Thanks Andersons - I am not really afraid of carbs, but just figured I would try it to see what would happen. Specifically, I was/am doing “Metabolic Surge” by Nick Nilsson w meal plans by John Berardi.
I used a body gem to determine my caloric needs and also used Benedict Harris and came up w similar #s.
I was doing 3 lifting days and 3-4 HIIT days.
DAY 6 (After 5 days of pro & fat) I would eat ALL Protein - No carbs or fat.
DAY 7 (All Fruit - Nothing else for my carb up)
Following week was more balanced w carbs coming from oats, etc.
Basically a 12 day plan repeated -
Pro & Fat (Low carb except the veg)5 days
ALl Pro, ALL fruit - 2 Days
Pro, Carb, Fat - 5 Days.
I came up w 1,700ish w the author of this program who powerlifts (much more energy expended than me) and he is 210 LB and he is able to cut and maintain mass while doing this on this amount of calories.
Are you familkiar w Metabolic Surge?[/quote]
No, I am not.
However, the name “Metabolic Surge” is rather amusing to me given that 1700 calories are being consumed by a 210 lb man. That is not exactly a surging metabolism to me.
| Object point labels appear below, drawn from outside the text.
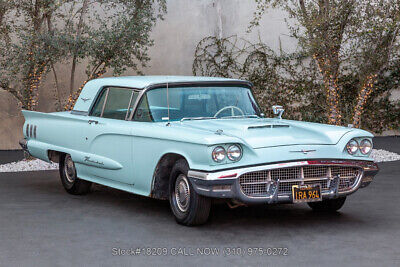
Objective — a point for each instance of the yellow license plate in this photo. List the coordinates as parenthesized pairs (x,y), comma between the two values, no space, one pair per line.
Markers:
(306,193)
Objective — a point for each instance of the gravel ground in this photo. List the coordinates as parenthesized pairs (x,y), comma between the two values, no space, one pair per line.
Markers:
(379,155)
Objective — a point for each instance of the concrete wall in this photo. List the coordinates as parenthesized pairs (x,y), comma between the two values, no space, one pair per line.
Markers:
(186,23)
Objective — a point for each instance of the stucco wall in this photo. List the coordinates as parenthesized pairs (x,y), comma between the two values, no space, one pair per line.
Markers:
(185,24)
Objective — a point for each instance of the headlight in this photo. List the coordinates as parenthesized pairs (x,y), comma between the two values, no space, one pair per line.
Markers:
(218,154)
(234,152)
(365,146)
(352,147)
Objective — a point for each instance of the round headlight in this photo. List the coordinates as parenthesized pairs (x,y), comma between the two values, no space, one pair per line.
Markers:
(365,146)
(234,152)
(218,154)
(352,147)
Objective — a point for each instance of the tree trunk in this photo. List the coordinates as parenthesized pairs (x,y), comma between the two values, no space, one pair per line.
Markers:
(332,97)
(363,95)
(78,35)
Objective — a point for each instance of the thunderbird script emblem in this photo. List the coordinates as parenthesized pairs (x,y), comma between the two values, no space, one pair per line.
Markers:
(304,151)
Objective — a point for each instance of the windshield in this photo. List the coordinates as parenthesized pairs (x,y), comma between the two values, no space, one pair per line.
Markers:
(196,103)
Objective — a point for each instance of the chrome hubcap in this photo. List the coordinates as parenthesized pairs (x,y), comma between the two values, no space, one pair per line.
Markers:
(69,169)
(182,193)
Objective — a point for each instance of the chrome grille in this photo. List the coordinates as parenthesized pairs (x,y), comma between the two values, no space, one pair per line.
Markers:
(256,183)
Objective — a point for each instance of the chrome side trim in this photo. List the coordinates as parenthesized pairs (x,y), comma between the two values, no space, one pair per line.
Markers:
(105,102)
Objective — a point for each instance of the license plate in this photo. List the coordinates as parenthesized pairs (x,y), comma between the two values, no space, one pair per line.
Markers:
(306,193)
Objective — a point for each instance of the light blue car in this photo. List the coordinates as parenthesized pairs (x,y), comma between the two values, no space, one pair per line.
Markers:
(195,139)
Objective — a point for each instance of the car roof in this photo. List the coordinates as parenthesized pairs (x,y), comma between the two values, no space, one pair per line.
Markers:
(91,89)
(141,82)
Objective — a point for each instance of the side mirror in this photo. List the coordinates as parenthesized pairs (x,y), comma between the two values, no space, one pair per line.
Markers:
(278,111)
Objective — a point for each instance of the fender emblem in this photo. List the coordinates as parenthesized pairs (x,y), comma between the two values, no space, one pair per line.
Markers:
(304,151)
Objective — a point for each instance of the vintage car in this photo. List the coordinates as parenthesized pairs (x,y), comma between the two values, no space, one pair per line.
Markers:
(196,139)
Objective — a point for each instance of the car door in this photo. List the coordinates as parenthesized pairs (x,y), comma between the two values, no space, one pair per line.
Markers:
(108,136)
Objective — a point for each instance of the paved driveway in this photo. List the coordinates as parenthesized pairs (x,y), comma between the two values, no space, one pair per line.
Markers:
(41,225)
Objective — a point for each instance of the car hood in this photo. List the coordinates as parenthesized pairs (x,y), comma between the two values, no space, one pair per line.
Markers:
(259,133)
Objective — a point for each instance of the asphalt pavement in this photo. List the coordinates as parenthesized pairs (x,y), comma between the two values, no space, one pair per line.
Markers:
(42,225)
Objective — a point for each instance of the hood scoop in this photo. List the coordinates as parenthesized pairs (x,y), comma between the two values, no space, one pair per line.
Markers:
(268,126)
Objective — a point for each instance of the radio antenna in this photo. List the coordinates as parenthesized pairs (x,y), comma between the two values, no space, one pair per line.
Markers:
(168,124)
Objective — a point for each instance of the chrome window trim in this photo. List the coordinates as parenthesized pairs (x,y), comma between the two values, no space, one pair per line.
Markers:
(188,84)
(104,104)
(129,104)
(105,87)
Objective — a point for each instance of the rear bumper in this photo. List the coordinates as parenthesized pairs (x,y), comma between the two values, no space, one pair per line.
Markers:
(227,183)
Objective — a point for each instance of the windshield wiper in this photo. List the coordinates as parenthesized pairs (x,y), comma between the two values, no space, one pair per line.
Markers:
(240,116)
(197,118)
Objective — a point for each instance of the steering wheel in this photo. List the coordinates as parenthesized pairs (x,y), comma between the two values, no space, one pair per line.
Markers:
(232,108)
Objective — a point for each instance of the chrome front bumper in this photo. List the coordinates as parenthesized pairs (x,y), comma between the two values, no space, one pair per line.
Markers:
(228,183)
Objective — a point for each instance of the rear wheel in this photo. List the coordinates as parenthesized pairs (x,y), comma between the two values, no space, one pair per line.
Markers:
(72,184)
(188,207)
(328,205)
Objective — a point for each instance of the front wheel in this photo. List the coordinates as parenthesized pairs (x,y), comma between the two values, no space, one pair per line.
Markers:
(72,184)
(188,207)
(328,205)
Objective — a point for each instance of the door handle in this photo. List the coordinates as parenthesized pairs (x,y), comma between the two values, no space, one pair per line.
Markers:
(93,121)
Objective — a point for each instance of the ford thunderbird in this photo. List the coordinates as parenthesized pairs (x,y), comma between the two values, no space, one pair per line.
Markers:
(192,140)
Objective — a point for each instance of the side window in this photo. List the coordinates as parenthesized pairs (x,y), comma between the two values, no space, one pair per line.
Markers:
(142,112)
(115,103)
(98,107)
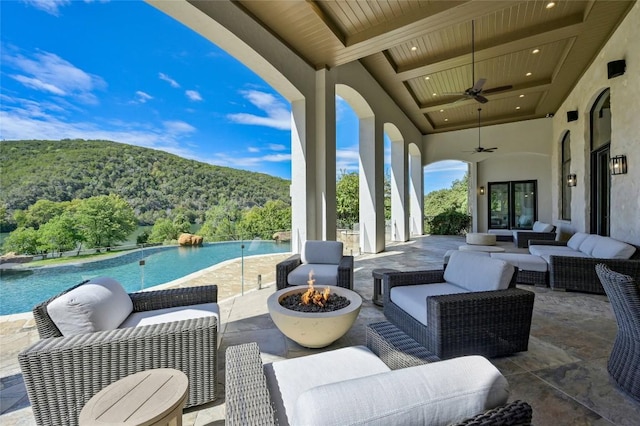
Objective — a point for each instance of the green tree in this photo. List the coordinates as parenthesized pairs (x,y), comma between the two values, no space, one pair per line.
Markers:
(263,222)
(347,199)
(60,234)
(163,230)
(105,220)
(22,241)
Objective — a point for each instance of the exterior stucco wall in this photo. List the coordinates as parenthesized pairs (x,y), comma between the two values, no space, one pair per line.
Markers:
(625,135)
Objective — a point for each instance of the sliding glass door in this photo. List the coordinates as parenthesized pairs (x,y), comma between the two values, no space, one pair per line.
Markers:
(512,205)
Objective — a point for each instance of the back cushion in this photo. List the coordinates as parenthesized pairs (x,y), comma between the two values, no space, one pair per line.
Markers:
(577,239)
(322,252)
(542,227)
(100,304)
(590,243)
(476,273)
(608,248)
(438,393)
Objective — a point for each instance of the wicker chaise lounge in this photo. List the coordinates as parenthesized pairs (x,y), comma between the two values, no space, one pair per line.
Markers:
(489,323)
(62,373)
(624,294)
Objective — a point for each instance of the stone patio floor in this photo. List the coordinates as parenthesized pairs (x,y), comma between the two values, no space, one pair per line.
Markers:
(563,375)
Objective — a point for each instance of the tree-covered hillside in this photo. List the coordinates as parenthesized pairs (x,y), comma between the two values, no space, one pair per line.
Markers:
(153,182)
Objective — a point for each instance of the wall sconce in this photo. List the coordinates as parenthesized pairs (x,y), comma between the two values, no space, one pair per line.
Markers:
(618,165)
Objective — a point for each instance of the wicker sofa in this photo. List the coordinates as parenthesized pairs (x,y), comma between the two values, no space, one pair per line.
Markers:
(62,372)
(471,307)
(572,263)
(352,386)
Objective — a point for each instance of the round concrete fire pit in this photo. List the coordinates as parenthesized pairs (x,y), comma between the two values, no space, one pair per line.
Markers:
(314,329)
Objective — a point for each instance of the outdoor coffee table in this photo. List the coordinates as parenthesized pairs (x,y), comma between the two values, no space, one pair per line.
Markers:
(151,397)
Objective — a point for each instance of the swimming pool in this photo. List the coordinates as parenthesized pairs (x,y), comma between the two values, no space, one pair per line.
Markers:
(21,291)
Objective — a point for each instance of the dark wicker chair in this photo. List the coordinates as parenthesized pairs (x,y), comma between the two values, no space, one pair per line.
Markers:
(623,292)
(489,323)
(284,268)
(248,401)
(61,373)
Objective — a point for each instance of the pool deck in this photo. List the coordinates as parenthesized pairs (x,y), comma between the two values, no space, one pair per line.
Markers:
(563,374)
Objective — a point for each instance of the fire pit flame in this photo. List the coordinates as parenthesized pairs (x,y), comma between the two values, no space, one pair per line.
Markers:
(314,296)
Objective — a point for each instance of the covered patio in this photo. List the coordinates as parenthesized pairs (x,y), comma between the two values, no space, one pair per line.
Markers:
(563,375)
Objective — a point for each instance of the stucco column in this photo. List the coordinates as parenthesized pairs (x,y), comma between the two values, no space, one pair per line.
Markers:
(399,180)
(416,192)
(325,155)
(371,186)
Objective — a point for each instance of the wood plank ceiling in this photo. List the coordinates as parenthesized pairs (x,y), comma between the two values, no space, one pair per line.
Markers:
(420,52)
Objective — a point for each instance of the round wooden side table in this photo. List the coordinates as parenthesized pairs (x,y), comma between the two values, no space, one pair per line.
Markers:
(151,397)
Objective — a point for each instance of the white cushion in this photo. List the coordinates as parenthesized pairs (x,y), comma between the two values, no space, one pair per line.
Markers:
(542,227)
(329,252)
(100,304)
(413,298)
(477,274)
(608,248)
(590,243)
(289,378)
(322,274)
(576,239)
(524,262)
(176,313)
(431,394)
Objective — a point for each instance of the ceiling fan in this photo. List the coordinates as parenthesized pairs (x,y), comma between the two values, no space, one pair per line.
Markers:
(475,91)
(481,148)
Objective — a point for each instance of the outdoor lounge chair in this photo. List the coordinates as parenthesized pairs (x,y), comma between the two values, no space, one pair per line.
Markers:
(66,368)
(624,295)
(324,259)
(471,307)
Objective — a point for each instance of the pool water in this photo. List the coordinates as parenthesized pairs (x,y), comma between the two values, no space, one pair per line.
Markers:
(21,291)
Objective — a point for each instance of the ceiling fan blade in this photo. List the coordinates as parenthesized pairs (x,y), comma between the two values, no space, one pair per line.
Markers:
(497,89)
(478,86)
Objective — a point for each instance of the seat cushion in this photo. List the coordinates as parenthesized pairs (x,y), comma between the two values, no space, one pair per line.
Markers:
(177,313)
(288,379)
(608,248)
(322,274)
(438,393)
(323,252)
(413,298)
(576,239)
(100,304)
(478,274)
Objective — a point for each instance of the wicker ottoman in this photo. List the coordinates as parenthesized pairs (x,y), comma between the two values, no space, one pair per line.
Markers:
(481,239)
(531,269)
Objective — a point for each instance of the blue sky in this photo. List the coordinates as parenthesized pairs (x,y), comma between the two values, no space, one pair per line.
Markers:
(124,71)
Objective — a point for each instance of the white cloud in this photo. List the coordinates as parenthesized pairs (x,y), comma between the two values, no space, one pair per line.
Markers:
(47,72)
(49,6)
(142,97)
(277,113)
(168,79)
(193,95)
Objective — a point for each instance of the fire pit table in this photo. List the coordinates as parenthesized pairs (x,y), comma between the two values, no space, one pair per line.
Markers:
(314,329)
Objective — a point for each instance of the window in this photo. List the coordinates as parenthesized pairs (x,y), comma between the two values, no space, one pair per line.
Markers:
(566,169)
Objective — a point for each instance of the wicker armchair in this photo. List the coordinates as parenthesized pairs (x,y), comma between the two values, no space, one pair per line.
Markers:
(344,265)
(489,323)
(624,295)
(248,400)
(62,373)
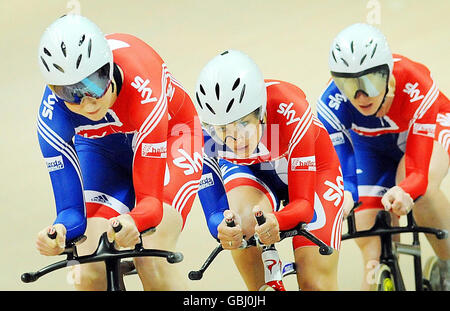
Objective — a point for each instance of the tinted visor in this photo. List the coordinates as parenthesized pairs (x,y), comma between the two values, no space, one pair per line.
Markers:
(95,85)
(372,82)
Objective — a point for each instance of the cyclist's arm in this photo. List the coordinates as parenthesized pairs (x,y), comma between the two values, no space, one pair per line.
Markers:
(336,120)
(419,147)
(212,195)
(55,133)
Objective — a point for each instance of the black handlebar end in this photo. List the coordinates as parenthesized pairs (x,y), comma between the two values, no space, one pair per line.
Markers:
(260,218)
(230,222)
(28,277)
(117,226)
(442,234)
(52,233)
(325,250)
(175,258)
(195,275)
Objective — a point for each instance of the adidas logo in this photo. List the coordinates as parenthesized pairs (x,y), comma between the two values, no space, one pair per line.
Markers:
(103,199)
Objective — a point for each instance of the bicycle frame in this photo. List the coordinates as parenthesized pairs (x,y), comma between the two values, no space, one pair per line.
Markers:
(382,228)
(107,253)
(254,241)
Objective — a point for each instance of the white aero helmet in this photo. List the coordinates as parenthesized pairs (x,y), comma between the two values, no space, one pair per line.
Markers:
(360,59)
(228,88)
(73,49)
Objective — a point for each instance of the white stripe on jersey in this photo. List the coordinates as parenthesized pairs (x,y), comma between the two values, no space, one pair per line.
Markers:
(213,165)
(329,116)
(155,116)
(55,141)
(301,129)
(444,139)
(426,103)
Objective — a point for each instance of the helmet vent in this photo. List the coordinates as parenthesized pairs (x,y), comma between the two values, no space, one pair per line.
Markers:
(334,57)
(79,61)
(58,67)
(47,52)
(242,94)
(344,61)
(374,49)
(236,83)
(63,49)
(202,90)
(362,59)
(217,91)
(89,48)
(370,42)
(210,108)
(45,64)
(198,100)
(83,37)
(229,105)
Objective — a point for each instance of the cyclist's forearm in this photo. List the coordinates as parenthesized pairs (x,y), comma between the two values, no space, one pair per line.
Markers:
(74,220)
(295,212)
(147,213)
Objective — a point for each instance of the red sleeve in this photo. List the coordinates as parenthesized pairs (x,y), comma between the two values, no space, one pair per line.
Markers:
(149,170)
(301,172)
(419,144)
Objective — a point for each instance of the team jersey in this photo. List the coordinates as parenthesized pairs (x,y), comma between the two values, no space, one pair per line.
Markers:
(148,108)
(410,124)
(293,136)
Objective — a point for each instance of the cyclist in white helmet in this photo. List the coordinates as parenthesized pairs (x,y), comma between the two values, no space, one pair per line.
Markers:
(266,151)
(390,125)
(104,132)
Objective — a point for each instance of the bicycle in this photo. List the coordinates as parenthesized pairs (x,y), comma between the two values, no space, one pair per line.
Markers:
(274,269)
(116,269)
(388,276)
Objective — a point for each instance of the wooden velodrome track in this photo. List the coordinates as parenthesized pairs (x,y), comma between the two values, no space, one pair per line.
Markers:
(288,39)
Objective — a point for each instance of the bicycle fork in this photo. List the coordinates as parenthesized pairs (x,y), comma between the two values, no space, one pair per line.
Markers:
(273,273)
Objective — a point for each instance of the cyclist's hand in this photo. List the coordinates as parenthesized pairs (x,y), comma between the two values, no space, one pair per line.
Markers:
(397,201)
(128,236)
(51,247)
(348,203)
(230,237)
(268,232)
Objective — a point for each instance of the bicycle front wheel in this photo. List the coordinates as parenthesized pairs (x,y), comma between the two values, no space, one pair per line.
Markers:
(384,280)
(431,274)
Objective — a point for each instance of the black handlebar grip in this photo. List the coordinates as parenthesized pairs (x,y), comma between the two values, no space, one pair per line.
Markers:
(28,277)
(260,218)
(52,233)
(230,222)
(325,250)
(117,226)
(195,275)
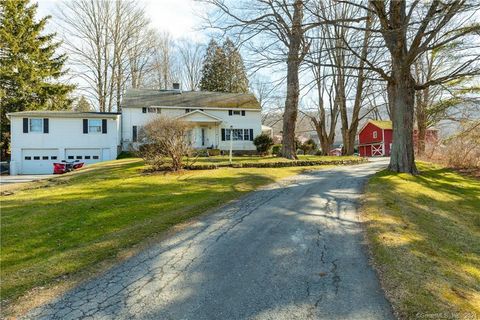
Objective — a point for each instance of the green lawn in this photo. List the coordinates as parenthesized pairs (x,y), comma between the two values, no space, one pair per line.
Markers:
(270,158)
(424,233)
(52,229)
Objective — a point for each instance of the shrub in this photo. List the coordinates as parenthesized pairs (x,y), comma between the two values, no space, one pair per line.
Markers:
(276,149)
(263,143)
(166,138)
(309,146)
(213,152)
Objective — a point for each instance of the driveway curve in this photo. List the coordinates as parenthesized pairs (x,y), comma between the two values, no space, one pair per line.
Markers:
(292,250)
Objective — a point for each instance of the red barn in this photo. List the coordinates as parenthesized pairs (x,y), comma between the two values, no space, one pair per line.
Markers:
(375,138)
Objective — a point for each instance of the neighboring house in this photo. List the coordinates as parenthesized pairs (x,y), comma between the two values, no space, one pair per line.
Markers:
(375,138)
(40,138)
(212,114)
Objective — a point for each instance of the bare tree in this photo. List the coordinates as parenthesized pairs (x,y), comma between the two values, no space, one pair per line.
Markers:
(409,29)
(191,57)
(99,36)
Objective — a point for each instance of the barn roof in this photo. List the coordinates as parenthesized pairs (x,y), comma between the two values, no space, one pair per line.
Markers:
(140,98)
(382,124)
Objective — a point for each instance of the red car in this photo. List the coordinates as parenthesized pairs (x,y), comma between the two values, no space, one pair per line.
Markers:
(64,167)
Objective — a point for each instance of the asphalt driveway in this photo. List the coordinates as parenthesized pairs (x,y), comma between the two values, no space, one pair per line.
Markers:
(293,250)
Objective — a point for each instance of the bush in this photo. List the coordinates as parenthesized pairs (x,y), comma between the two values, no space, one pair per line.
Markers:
(276,149)
(213,152)
(166,138)
(263,143)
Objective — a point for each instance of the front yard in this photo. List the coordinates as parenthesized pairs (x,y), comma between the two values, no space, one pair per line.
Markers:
(424,233)
(62,230)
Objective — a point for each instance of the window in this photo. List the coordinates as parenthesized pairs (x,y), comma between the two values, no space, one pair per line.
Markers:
(94,125)
(153,110)
(246,134)
(36,125)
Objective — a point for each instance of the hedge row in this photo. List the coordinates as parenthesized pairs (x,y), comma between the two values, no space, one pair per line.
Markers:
(279,164)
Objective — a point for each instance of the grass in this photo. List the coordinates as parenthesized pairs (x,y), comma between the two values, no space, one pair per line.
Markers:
(270,158)
(424,234)
(51,230)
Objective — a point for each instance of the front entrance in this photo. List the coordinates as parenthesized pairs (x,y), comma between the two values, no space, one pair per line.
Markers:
(203,137)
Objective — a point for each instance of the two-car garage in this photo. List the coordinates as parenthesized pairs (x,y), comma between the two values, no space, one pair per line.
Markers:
(40,161)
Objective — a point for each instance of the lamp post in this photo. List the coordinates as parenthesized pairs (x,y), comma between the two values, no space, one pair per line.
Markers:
(231,144)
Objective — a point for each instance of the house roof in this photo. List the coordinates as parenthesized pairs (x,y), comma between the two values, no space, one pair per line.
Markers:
(63,114)
(201,117)
(138,98)
(382,124)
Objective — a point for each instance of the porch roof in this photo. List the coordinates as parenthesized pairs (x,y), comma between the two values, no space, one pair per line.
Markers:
(199,116)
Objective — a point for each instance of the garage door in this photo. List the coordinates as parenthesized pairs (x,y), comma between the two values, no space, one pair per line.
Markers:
(87,156)
(38,161)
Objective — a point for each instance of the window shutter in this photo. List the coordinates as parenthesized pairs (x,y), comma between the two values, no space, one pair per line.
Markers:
(45,125)
(134,134)
(25,125)
(104,125)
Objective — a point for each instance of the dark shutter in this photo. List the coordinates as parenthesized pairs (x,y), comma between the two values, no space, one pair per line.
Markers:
(45,125)
(134,134)
(104,125)
(25,125)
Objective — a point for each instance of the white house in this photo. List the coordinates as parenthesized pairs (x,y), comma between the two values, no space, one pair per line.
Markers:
(40,138)
(213,115)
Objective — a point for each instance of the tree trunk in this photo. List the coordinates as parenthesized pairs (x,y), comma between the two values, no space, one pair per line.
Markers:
(401,92)
(293,87)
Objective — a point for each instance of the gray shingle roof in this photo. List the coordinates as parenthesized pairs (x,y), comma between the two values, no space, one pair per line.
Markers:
(63,114)
(139,98)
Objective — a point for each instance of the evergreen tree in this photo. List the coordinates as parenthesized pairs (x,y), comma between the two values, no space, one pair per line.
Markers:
(28,64)
(83,105)
(223,69)
(236,75)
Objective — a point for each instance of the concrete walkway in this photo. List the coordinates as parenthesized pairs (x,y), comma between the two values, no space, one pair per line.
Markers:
(293,250)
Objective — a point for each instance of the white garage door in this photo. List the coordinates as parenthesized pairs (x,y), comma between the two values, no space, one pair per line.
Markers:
(38,161)
(86,156)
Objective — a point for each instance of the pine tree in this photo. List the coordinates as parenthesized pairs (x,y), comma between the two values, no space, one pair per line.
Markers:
(83,105)
(29,66)
(236,75)
(223,69)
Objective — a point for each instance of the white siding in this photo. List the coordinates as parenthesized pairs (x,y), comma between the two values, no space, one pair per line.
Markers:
(64,134)
(252,120)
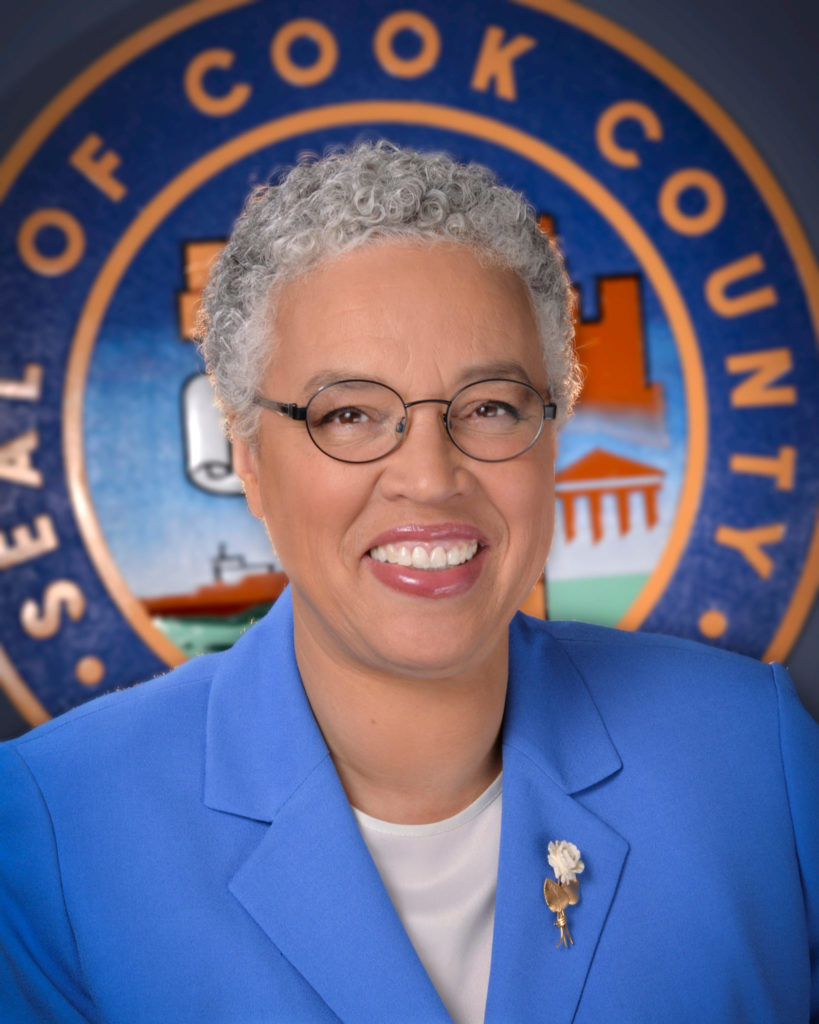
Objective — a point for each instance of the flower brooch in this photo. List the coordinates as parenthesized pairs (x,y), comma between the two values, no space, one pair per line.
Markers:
(564,859)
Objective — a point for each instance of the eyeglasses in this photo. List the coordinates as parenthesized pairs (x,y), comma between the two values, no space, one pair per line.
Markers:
(362,421)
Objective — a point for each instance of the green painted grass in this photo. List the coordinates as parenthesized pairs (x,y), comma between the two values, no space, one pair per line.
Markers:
(603,600)
(207,634)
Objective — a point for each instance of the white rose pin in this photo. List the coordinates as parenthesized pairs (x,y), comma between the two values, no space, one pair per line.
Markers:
(564,859)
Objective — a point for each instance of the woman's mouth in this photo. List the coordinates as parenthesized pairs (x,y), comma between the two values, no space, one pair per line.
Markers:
(437,567)
(426,556)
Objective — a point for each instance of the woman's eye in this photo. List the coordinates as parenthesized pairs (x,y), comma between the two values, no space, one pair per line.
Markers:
(490,410)
(344,417)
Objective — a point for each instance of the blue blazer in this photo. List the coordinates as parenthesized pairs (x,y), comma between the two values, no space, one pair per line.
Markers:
(183,851)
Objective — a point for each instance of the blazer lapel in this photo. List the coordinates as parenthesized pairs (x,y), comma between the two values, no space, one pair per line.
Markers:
(555,745)
(310,884)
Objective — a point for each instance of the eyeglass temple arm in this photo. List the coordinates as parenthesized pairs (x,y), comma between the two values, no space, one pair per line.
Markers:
(289,409)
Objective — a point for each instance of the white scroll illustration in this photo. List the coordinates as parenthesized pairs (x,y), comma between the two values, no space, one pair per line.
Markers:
(208,461)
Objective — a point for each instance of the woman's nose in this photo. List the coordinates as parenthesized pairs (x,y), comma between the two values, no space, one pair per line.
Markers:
(426,466)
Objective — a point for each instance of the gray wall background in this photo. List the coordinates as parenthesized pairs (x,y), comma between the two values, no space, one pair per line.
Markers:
(757,59)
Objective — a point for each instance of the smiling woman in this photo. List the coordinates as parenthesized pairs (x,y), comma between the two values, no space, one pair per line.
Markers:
(361,801)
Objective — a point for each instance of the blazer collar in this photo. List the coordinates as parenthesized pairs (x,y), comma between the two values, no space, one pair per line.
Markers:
(555,747)
(310,883)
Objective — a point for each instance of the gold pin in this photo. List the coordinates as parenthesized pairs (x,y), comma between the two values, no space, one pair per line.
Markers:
(564,859)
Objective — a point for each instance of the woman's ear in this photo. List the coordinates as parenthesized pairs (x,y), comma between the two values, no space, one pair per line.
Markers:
(246,466)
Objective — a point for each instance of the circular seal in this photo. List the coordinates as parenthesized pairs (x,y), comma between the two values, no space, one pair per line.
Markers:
(686,485)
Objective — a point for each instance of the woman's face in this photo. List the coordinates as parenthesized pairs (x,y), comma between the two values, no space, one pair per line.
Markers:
(425,320)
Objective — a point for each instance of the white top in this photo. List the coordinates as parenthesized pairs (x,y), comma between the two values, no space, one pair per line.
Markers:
(442,879)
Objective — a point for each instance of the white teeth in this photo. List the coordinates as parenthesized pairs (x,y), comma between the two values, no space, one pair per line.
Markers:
(419,557)
(437,559)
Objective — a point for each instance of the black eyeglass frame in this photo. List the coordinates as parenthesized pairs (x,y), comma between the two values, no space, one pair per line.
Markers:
(295,412)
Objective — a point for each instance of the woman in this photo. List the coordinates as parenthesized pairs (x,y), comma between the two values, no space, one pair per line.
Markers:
(308,827)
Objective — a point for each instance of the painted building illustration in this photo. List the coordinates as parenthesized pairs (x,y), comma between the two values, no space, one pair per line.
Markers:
(602,474)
In any case, I bet the plan did not include 8 hours of physical labor per day.
When you are sedentary, and abruptly start working like that, you burn BOATLOADS of calories. If you continued to do the same work, you’d burn fewer calories over time, but you’d still burn a heck of a lot more than sitting on your butt all day! Think about it!
Once again, I’d estimate you’d be initially burning some 2400 calories just from the activity.
It is all very well to read books, but you’ve got to use your head. The author wasn’t thinking you’d increase your exercise by 8 hours per day. All that work requires energy.
[quote] It is leaving me too tired w the manual labor thrown in, so I don’t know if I should add carbs and skip the low carb 5 day phase or keep the macronutrient principles but just eat MORE food to compensate for labor cals burned.
I am 5’8" , 180-190 LBs and would like to be 170 and reach 9-10% BF.
I thought the manual labor would be a good calorie burner and way to shock my system into something diff from gym workouts, but it is leaving me feel fried & weak for my workouts.
Given the above info do you/anyone have any recs?[/quote]
I do not see the need for low carb days when working construction like this.
I am not such a fan of shocking the body. When you don’t know what you’re doing, you can just as easily shock it into a NEGATIVE adaptation (that you don’t want) instead of a positive one.
I think the manual labor is a good thing. It will increase your physical fitness and energy expenditure, and you should sleep like a baby. BUT it’s not a good time to be following a diet that does not account for your energy expenditure.
I would eat a large breakfast with plenty of protein, low-GI carbs, and some fat. I’d carry an easy-to-eat midmorning snack. I’d eat a big lunch and hopefully a mid-afternoon snack. I’d eat the best clean foods possible, but you can’t munch on veggies all day while working construction. You could skip the starchy carbs in your evening meal and eat lots of veggies then.
I don’t see the need for any additional gym workouts at this time, either. If you adapt so you’re not so tired after a day’s construction work, you can add some lifting back in.
[quote]This is like a 28 day type deal, where I would go back to more “normal eating” for a rest period for a few weeks, then repeat as the author realizes it is short term over training/under feeding but assures me that for only 4 weeks I can’t really do metabolic damage/starvation mode and also re: the low calories his belief is that adipose tissue is inactive and therefore does not need to be fed. Also, it isn’t total low carb like Atkins etc, the low carb/hi fat basically is a 5 day deal then you eat more carbs for a week etc
I do not know the details or reasoning of the plan in the book, so I will not attempt to critique it.
But YOU ARE NOT FOLLOWING THE PLAN. You are adding a massive amount of brand-new energy expenditure without increasing any of the nutrients you are using.
MAYBE the plan in the book is just overreaching, but with your modification it is now starvation.
You should realize that if an author concedes his plan is short-term overtraining, then you’d better not modify it to include even more training.
High energy expenditure + very low calories = metabolic damage. And the greater the deficit and “shock to the body,” the faster you’ll damage your metabolism. Yes, I think you CAN damage your metabolism in 4 weeks of starvation. A friend of mine just recently did so, in about 3-4 weeks of starvation dieting that followed a month or two of regular dieting.